Os parlamentares da comissão, sob a condição do anonimato, revelam que, além
do caso Delta, o desfecho do julgamento do mensalão, com identificação da
cadeia de comando do esquema, pôs diretores e representantes de empreiteiras em
alerta. O movimento contrário ao texto do relator, deputado Carlos Zarattini
(PT-SP), defende o substitutivo apresentado pelo deputado Eduardo Cunha
(PMDB-RJ), que, na avaliação do governo, desfigura o projeto e retira a
responsabilização objetiva das empresas na esfera judicial.
- É preciso definir melhor o limite da responsabilidade. A empresa não pode
ser responsabilizada, por exemplo, por um ato individual de um office-boy que
não tenha tido o conhecimento da direção - sustenta Cunha.
Planalto já identificou lobby
O articulado lobby na comissão especial vem dando certo até agora. Não há
qualquer acordo para a votação do projeto. Cunha é o interlocutor procurado
pelo governo para negociar concessões à proposta.

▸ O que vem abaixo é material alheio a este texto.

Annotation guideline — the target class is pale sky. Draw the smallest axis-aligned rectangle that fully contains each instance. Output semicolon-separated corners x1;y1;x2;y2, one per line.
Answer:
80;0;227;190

O Brasil se comprometeu em aprovar a lei contra a corrupção ao se tornar
signatário da Convenção da Organização para a Cooperação e Desenvolvimento
Econômico (OCDE) contra o Suborno Transnacional, no ano 2000. A OCDE é um órgão
de desenvolvimento formado por 34 países, a maioria ricos da Europa e da
América do Norte.
Em 8 de outubro, durante reunião em Paris, o presidente do grupo de trabalho
da convenção, Mark Pieth, afirmou que o Brasil corre sério risco por não
cumprir integralmente os compromissos da convenção. E alertou que a OCDE
poderia recomendar às empresas de países-membros que não façam negócios com
empresas daqui. Além do Brasil, considerado parceiro-chave da OCDE, a Argentina
é o único país signatário que não tem uma lei para punir empresas corruptas.

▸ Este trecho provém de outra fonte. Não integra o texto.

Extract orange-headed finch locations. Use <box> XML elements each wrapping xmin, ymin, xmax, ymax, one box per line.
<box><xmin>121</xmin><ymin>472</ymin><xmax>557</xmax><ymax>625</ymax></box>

- A aprovação desse projeto dará ao poder público um instrumento muito mais
eficaz para se defender das empresas fraudadoras e desonestas, alcançando-as
naquilo que lhes é mais sensível, o patrimônio. A lei vai retirar o Brasil da
desconfortável situação de devedor inadimplente de uma obrigação solenemente
assumida quando ratificou a Convenção da OCDE contra o Suborno Transnacional -
diz o ministro-chefe da Controladoria Geral da União (CGU), Jorge Hage.

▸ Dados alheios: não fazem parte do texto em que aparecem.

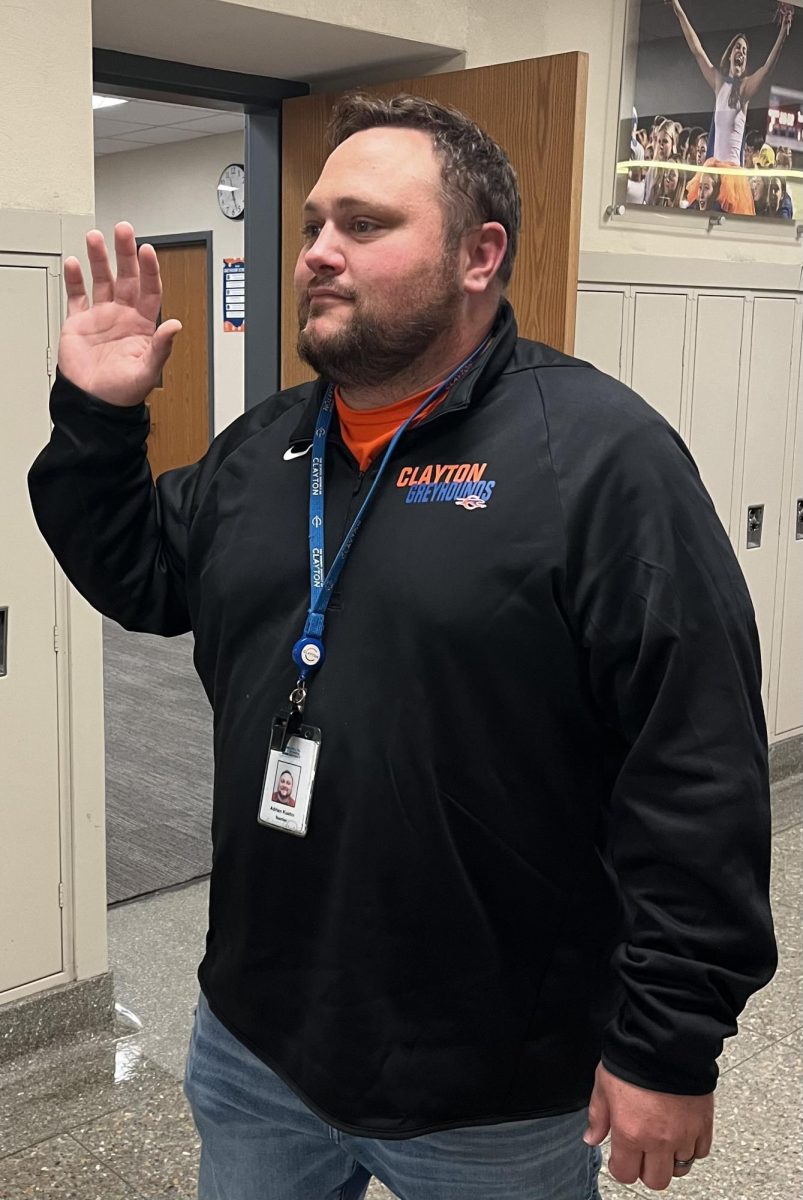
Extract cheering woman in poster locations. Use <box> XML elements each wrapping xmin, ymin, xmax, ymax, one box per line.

A lei anticorrupção foi elaborada pela CGU, em parceria com a Advocacia Geral
da União (AGU) e com a Casa Civil da Presidência. Levantamento do Escritório
das Nações Unidas sobre Drogas e Crime (UNODC) mostra que US$ 6 bilhões (R$ 12
bilhões) foram recuperados em países com leis de combate ao suborno
transnacional. O Brasil, por não ter uma lei própria, ficou fora do
levantamento.
A movimentação das empreiteiras para barrar a proposta já foi detectada pela
Secretaria de Relações Institucionais da Presidência da República. Um dos
deputados integrantes da comissão contou ao GLOBO ter recebido a ligação de um
empresário preocupado com as novas interpretações do STF sobre o crime de
corrupção. A ligação foi para pedir o veto ao projeto anticorrupção. Os
primeiros telefonemas, no entanto, começaram após a crise da Delta.
Presidentes de associações de empresas de engenharia e de construção civil
procuraram outro deputado em seu gabinete na Câmara. Também pediram que não
apoiasse o projeto.
A lei brasileira, hoje, permite a punição apenas de gestores acusados de
pagamento de propina em território nacional. A punição máxima possível é o que
a CGU fez, por exemplo, com a Delta: a declaração de inidoneidade e a
consequente impossibilidade de firmar novos contratos com a União. Nas contas
do governo, se o texto do relator Zarattini for aprovado na comissão, em
caráter terminativo, a oposição silenciosa ao projeto deve reunir 52
assinaturas para levar o texto ao plenário, onde o Planalto teme ser derrotado.